According to Measly Middle Ages timeline, one of the most despotic, bloodthirsty and ignorant historical periods, from my point of view, stretches from post-Roman England to the time of Alfred the Great, the Norman Conquest, the Angevin rule, The War of the Roses, to Christopher Columbus‘ discovery.

In this book, you can find out how people lived in the Middle Ages, how women and children were treated, what rules they had to obey, what kind of clothes and accessories people wore and how monks lived. You will also read about the Norman Conquest and the feudal rule, the Angevin Dynasty, the Black Death and inefficient medieval remedies, odd facts about food and drinks and so on.

If you wonder which chapter I found the most interesting and intriguing, the answer is Rotten Religion. In the Middle Ages, people’s ignorance and naivety were exploited by monks and priests, who forged all sorts of holy relics and other items which apparently cured any illness. For example, “Saint Apollonia is the patron of toothache, thus she could cure your tortured tootsie-peg. (…) Hundred of monasteries had a tooth from her mouth. Big mouth? No, simply another miracle, the monks explained. Henry VI of England collected a ton of them” (Loc. 908-911).

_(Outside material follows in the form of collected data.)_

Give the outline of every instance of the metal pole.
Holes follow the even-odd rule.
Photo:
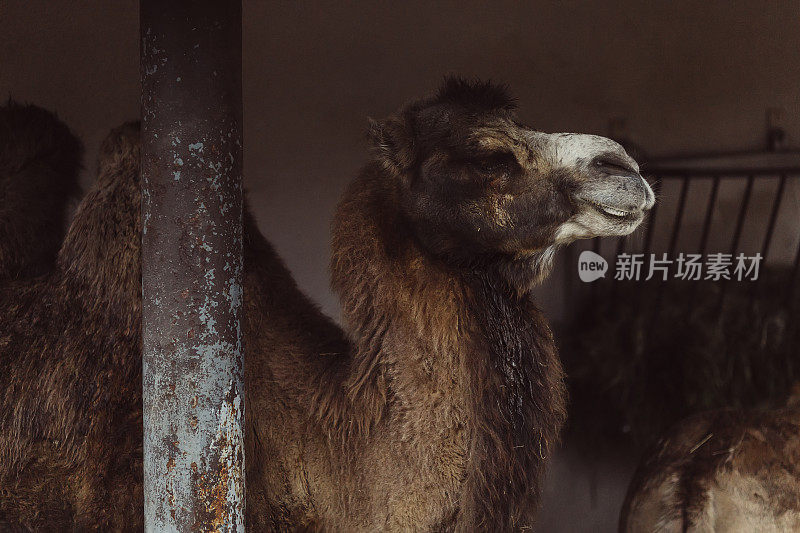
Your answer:
[[[146,531],[244,531],[241,2],[141,1]]]

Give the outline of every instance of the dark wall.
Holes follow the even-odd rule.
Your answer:
[[[137,8],[0,2],[0,94],[58,111],[90,168],[107,130],[138,115]],[[445,73],[509,83],[542,130],[607,134],[623,118],[651,155],[759,146],[773,107],[800,139],[797,2],[245,1],[244,16],[250,203],[332,314],[328,224],[365,161],[366,117]]]

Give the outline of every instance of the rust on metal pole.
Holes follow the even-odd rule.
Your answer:
[[[146,531],[244,531],[241,2],[141,1]]]

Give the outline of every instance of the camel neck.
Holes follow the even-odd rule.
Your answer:
[[[403,233],[397,205],[367,172],[335,221],[333,284],[354,344],[350,392],[391,399],[404,424],[463,427],[460,512],[470,523],[523,526],[564,419],[549,327],[501,273],[457,271],[425,254]]]

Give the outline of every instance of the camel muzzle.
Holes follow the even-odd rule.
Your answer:
[[[600,156],[589,165],[578,198],[604,215],[640,218],[655,203],[650,184],[626,161]]]

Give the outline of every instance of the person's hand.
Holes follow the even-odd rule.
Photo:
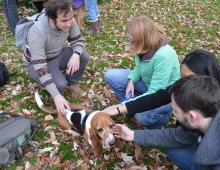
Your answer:
[[[134,141],[134,131],[125,125],[115,124],[115,126],[113,126],[113,134],[117,138],[122,138],[126,141]]]
[[[125,98],[127,97],[128,93],[131,92],[131,97],[134,97],[134,82],[132,80],[130,80],[128,82],[126,91],[125,91]]]
[[[79,70],[80,67],[80,56],[76,53],[73,53],[67,64],[67,74],[72,75]]]
[[[121,106],[123,106],[123,105],[122,104],[117,104],[117,105],[109,106],[109,107],[105,108],[102,111],[105,112],[106,114],[110,115],[110,116],[114,116],[114,115],[118,114],[117,107],[121,107]]]
[[[59,114],[66,115],[66,109],[71,110],[69,103],[61,94],[58,94],[54,97],[54,102]]]
[[[102,111],[107,113],[110,116],[114,116],[114,115],[119,114],[119,112],[122,114],[126,113],[128,110],[127,110],[126,105],[117,104],[117,105],[109,106]]]

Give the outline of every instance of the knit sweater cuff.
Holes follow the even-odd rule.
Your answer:
[[[79,53],[80,53],[80,56],[81,56],[82,53],[84,52],[84,49],[81,48],[81,47],[74,47],[74,48],[73,48],[73,52],[75,52],[75,51],[79,52]]]
[[[54,98],[56,95],[60,94],[60,92],[58,91],[56,85],[54,83],[48,85],[45,88],[50,94],[51,96]]]

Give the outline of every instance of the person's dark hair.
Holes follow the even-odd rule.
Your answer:
[[[66,16],[71,11],[73,2],[70,0],[47,0],[44,7],[46,15],[55,21],[58,13],[63,13]]]
[[[205,50],[195,50],[187,54],[182,64],[194,72],[196,75],[206,75],[214,77],[220,82],[220,67],[215,56]]]
[[[183,77],[171,86],[169,92],[184,113],[197,110],[203,117],[214,117],[220,109],[220,86],[213,77]]]

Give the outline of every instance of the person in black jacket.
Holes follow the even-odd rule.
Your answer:
[[[205,50],[195,50],[187,54],[181,63],[181,76],[192,74],[212,76],[220,82],[220,68],[215,56]],[[125,105],[110,106],[105,109],[105,112],[112,116],[119,114],[119,112],[128,113],[129,116],[134,116],[144,127],[148,129],[157,127],[159,129],[169,121],[170,117],[168,112],[166,114],[160,113],[161,107],[163,107],[162,110],[164,108],[172,109],[171,97],[168,93],[169,88],[158,90],[156,93],[127,102]],[[155,115],[161,116],[155,117]]]

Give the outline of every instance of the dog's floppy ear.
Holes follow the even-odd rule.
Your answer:
[[[116,137],[115,137],[115,147],[119,149],[123,148],[123,143],[121,142],[119,138],[116,138]]]
[[[89,128],[89,134],[94,149],[94,156],[99,157],[102,152],[102,143],[92,127]]]

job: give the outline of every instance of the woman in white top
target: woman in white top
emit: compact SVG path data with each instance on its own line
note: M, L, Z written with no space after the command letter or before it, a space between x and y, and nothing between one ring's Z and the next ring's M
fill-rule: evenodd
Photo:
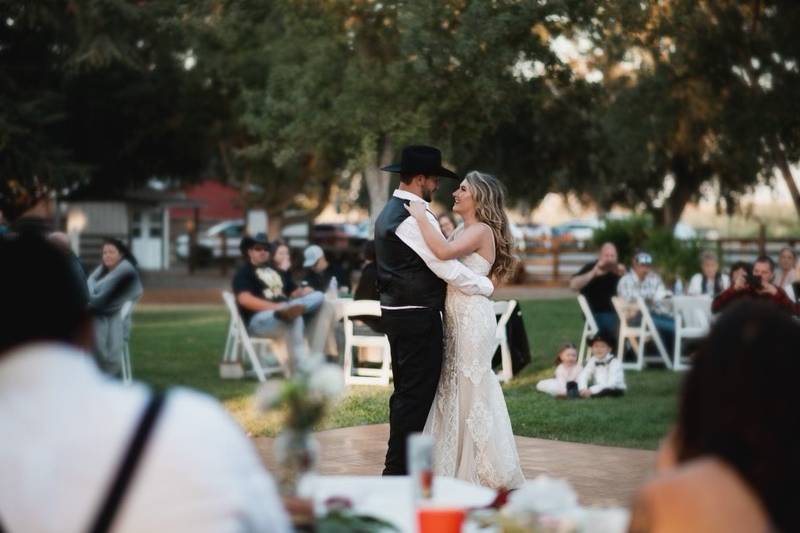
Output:
M568 383L577 382L581 374L581 365L578 364L578 350L575 345L568 342L561 346L556 354L556 377L543 379L536 384L536 390L550 396L567 396Z
M713 252L703 252L700 256L700 270L702 272L692 276L689 282L689 289L686 291L689 296L707 294L713 298L731 286L728 275L719 271L719 261Z

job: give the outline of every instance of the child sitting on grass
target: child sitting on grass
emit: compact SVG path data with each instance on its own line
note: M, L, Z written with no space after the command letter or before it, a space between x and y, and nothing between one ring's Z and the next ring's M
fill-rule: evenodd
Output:
M581 397L599 398L625 394L625 372L622 370L622 362L611 353L611 342L602 333L598 333L589 341L589 345L592 347L592 356L578 377Z
M578 364L578 350L575 345L568 342L559 348L556 353L556 377L543 379L536 384L536 390L555 396L556 398L577 397L577 380L581 373Z

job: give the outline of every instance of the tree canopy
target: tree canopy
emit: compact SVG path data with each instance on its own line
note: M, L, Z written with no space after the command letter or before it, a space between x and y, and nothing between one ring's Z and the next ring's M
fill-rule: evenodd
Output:
M213 172L318 213L407 143L513 198L675 224L783 179L800 210L789 0L0 0L0 209ZM571 53L565 50L572 49ZM345 177L343 177L345 176Z

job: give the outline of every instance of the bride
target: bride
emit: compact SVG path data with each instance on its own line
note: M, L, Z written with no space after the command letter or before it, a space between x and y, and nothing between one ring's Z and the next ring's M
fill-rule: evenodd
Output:
M453 193L464 223L445 240L425 215L407 207L439 259L458 258L477 274L504 279L513 271L504 192L494 176L473 171ZM442 374L424 433L433 436L434 472L491 488L516 488L519 464L503 391L492 371L497 321L488 298L447 287Z

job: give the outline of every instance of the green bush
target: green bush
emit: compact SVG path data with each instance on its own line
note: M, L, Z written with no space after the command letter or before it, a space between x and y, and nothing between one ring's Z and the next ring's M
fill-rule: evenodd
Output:
M622 220L606 220L605 226L594 231L594 242L601 246L613 242L619 253L619 260L630 265L637 250L645 249L648 233L653 229L653 220L644 215L634 215Z
M603 228L594 232L594 242L598 246L613 242L619 260L627 266L638 250L649 252L664 282L670 285L676 277L685 282L700 271L700 242L676 239L669 228L656 227L653 219L646 215L607 221Z

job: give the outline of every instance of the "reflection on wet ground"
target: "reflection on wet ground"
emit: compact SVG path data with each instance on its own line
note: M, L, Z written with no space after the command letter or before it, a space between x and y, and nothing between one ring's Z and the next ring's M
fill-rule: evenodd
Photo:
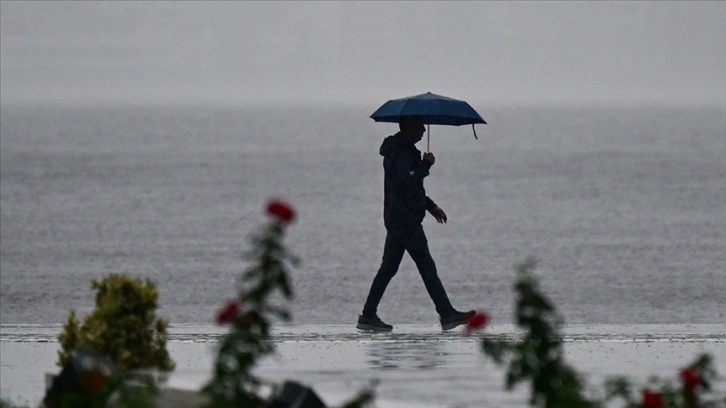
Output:
M396 341L371 342L367 363L375 370L421 370L446 363L451 353L442 350L439 342Z
M0 341L54 342L61 325L0 325ZM227 328L220 326L172 325L171 342L216 342ZM726 324L700 325L568 325L562 330L565 342L726 342ZM355 329L352 325L280 325L272 330L275 343L286 342L476 342L479 335L498 340L517 341L522 333L512 325L487 327L468 336L459 330L441 331L434 325L398 325L393 332L375 333Z
M39 398L42 374L53 372L60 326L0 326L2 393L15 401ZM170 385L198 389L209 378L221 327L174 326L168 349L177 363ZM516 340L512 326L492 326L486 335ZM391 333L367 333L352 326L280 326L273 331L276 351L256 372L272 382L308 384L331 405L379 381L377 406L524 407L527 387L504 389L504 369L481 353L479 336L442 332L428 325L398 325ZM643 384L651 375L677 380L680 368L710 353L726 393L726 326L613 325L564 329L568 362L600 388L609 376L627 375ZM724 394L726 395L726 394ZM15 398L19 396L20 399Z

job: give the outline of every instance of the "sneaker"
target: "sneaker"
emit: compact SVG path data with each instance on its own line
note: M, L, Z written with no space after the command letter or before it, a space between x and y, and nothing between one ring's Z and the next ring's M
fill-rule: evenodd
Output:
M390 324L385 324L381 319L378 318L378 316L364 316L364 315L358 315L358 324L355 326L356 328L360 330L370 330L370 331L391 331L393 330L393 326Z
M454 313L450 315L441 316L439 317L441 320L441 330L451 330L454 327L465 324L474 316L475 313L476 312L473 310L468 312L458 312L455 310Z

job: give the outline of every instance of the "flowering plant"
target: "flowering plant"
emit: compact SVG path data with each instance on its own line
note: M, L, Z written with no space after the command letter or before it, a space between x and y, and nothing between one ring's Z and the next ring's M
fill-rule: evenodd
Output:
M220 341L213 377L202 390L215 408L266 406L257 394L262 380L251 369L274 350L272 319L291 318L286 309L271 304L269 297L276 293L287 300L293 297L288 265L297 266L299 260L287 251L282 239L296 214L281 200L270 201L266 212L270 222L252 237L252 250L245 254L251 266L242 275L238 296L217 313L217 323L230 326L230 331ZM363 407L372 400L372 391L364 390L345 408Z
M261 381L251 369L274 350L270 320L290 319L285 309L273 306L268 298L275 292L285 299L293 296L288 264L296 265L298 260L282 245L282 238L295 212L275 200L268 204L267 213L271 222L252 237L252 250L245 255L252 265L243 273L238 296L217 314L217 323L231 330L221 339L213 377L202 390L217 408L264 405L256 394Z
M531 271L536 267L529 258L517 266L519 277L515 283L517 293L516 323L525 330L519 342L496 340L483 336L481 347L484 354L495 363L509 363L506 388L529 380L531 392L529 404L545 408L589 408L605 406L604 402L590 399L584 394L584 382L574 368L564 359L563 324L552 302L539 290ZM719 407L718 401L706 401L705 393L716 377L711 357L704 354L680 371L681 386L662 383L659 388L641 388L640 400L633 396L633 386L625 377L610 378L605 383L606 399L625 401L628 408L707 408ZM659 382L656 379L654 383Z
M611 378L606 382L608 399L621 398L627 407L638 408L715 408L726 404L726 401L719 403L705 398L711 391L711 382L716 378L716 370L708 354L698 356L695 361L681 369L679 377L678 386L653 378L653 384L641 390L640 401L633 396L633 387L626 378Z

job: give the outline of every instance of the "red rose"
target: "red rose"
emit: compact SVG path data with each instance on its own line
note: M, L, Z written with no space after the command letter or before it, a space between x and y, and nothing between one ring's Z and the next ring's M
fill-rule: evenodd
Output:
M476 312L474 313L474 316L472 316L467 322L466 327L464 330L467 334L473 332L474 330L480 329L487 324L487 320L489 320L489 317L486 315L486 313L482 312Z
M227 302L222 310L217 313L217 323L226 324L234 322L234 319L235 317L237 317L241 306L242 305L240 304L239 300L230 300L229 302Z
M701 384L701 376L692 368L684 368L681 370L681 381L688 391L693 391Z
M663 408L663 396L651 390L643 390L643 408Z
M286 224L291 223L295 219L295 211L292 207L280 200L270 201L267 204L267 213Z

If we think about Medieval schools, the monks and priests were the only teachers of the time. Life in the countryside, as well as in towns, was very hard, therefore, many small boys and girls were sent by their parents to join the church as monks and nuns. Here, the author reveals the letter of a boy, who has been studying in a monastery and the way he describes his daily routine: harsh discipline, an exhausting schedule not fit for a child no older than 8 or 9, firm teachers, scarce food, fasting, praying and a lot of Bible reading. I don’t know about you, but when I read this letter, it occurred to me that Medieval school is as bad as Victorian school.

Towards the end of the book, Terry Deary writes that in Tudor times life began to be slightly better and people believed that the crude and Measly Middle Ages seemed very far away; however, if we look through the newspapers of our day, we may notice that those horrible times have not ended completely just yet.